In March this year, Ramaphosa said a national minimum wage could go a long way to provide a much-needed injection into SA’s economy. Fin24 reports that in his view SA is progressing well with its implementation, compared to other countries like Germany and Brazil. This is, however, not the view of the Free Market Foundation (FMF), whose director Temba Nolutshungu is quoted as saying that the proposed minimum wage will hamper rather than stimulate job creation in SA. ‘Instead of considering national minimum wages intended to raise the wages of people who already have jobs, government should be giving its full attention to creating conditions that will lead to an increase in the demand for labour,’ added FMF director Eustace Davie. Ilan Strauss, a macroeconomist and development economist, who consults for the UN’s Conference on Trade and Development, said the primary benefits of a national minimum wage for SA are through its notable impacts on reducing poverty and inequality. ‘A national minimum wage is a potentially important plank in any suite of measures that aims to expand the South African economy in a balanced and sustainable manner.

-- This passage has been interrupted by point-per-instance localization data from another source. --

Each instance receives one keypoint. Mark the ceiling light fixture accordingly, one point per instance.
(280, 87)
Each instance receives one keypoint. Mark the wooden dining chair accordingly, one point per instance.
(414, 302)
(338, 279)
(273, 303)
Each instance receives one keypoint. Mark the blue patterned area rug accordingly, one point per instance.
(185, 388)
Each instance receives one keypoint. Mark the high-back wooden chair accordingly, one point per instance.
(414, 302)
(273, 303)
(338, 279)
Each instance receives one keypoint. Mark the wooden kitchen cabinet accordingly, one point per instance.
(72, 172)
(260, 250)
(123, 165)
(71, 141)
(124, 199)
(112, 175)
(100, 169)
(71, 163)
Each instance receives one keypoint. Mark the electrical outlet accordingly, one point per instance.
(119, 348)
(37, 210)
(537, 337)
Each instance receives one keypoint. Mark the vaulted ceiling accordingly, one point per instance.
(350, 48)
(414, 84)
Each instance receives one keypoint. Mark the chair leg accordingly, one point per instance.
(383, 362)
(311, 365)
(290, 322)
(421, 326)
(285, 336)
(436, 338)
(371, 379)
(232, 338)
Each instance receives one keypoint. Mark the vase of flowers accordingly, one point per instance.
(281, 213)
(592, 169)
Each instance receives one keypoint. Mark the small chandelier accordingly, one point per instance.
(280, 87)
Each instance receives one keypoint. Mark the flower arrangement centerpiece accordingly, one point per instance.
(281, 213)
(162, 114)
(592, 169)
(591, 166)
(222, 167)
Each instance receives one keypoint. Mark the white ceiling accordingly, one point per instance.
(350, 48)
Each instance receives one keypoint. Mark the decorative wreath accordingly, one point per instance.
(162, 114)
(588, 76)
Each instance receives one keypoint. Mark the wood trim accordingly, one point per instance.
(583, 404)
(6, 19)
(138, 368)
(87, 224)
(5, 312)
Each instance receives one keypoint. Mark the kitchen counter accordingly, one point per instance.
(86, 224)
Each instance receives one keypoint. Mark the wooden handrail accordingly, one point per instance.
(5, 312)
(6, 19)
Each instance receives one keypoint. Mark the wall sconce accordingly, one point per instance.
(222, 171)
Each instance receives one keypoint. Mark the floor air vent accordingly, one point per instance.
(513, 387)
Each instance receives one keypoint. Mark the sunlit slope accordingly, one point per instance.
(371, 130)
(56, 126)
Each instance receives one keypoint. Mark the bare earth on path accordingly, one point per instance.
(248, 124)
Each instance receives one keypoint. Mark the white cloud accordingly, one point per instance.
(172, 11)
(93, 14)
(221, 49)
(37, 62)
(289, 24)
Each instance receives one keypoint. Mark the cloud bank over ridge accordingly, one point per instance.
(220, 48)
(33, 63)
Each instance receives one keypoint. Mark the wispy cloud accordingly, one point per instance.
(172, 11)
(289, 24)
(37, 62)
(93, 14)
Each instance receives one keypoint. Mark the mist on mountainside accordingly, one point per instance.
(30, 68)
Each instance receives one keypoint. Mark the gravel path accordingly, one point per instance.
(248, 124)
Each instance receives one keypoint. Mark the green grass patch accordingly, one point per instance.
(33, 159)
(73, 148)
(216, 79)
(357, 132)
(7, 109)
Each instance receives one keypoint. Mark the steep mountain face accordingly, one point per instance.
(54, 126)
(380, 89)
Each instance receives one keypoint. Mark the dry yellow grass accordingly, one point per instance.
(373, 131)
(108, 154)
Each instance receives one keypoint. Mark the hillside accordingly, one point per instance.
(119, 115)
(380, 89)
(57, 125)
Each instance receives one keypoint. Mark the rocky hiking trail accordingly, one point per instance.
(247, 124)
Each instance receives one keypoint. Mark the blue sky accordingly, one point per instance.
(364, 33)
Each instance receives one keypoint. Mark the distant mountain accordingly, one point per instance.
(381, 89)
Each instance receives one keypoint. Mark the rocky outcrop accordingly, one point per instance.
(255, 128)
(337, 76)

Positive measures are needed on both the supply and demand sides to boost the domestic economy,’ Strauss is quoted in the report as saying.
A Financial Mail report says that after 18 months of negotiations, the parties in Nedlac are deadlocked with labour favouring a national minimum of around R3 500/month, business arguing for R1 800/month and government somewhere between the two. And, the report says, their task hasn’t been made easier by two of SA’s top universities producing large bodies of diametrically opposed research. Wits University’s National Minimum Wage Research Initiative finds that an NMW, if set at a meaningful level above the lowest sectoral minimum wages, could reduce working poverty and inequality in SA while lifting income, spending, productivity, investment, output and growth. And it could do so without causing significant job losses. University of Cape Town research finds, however, that a minimum wage of R3 400 could cause more than 500 000 job losses even under moderate assumptions. Moreover, any beneficial impact on wage inequality and poverty would be relatively modest, given that many of SA’s poorest households have very few or no wage earners. The report says the panel’s job is to make sense of the conflicting research to enable government to choose that benign level for an NMW, where the protection of workers’ wages is balanced against the need to prevent job losses.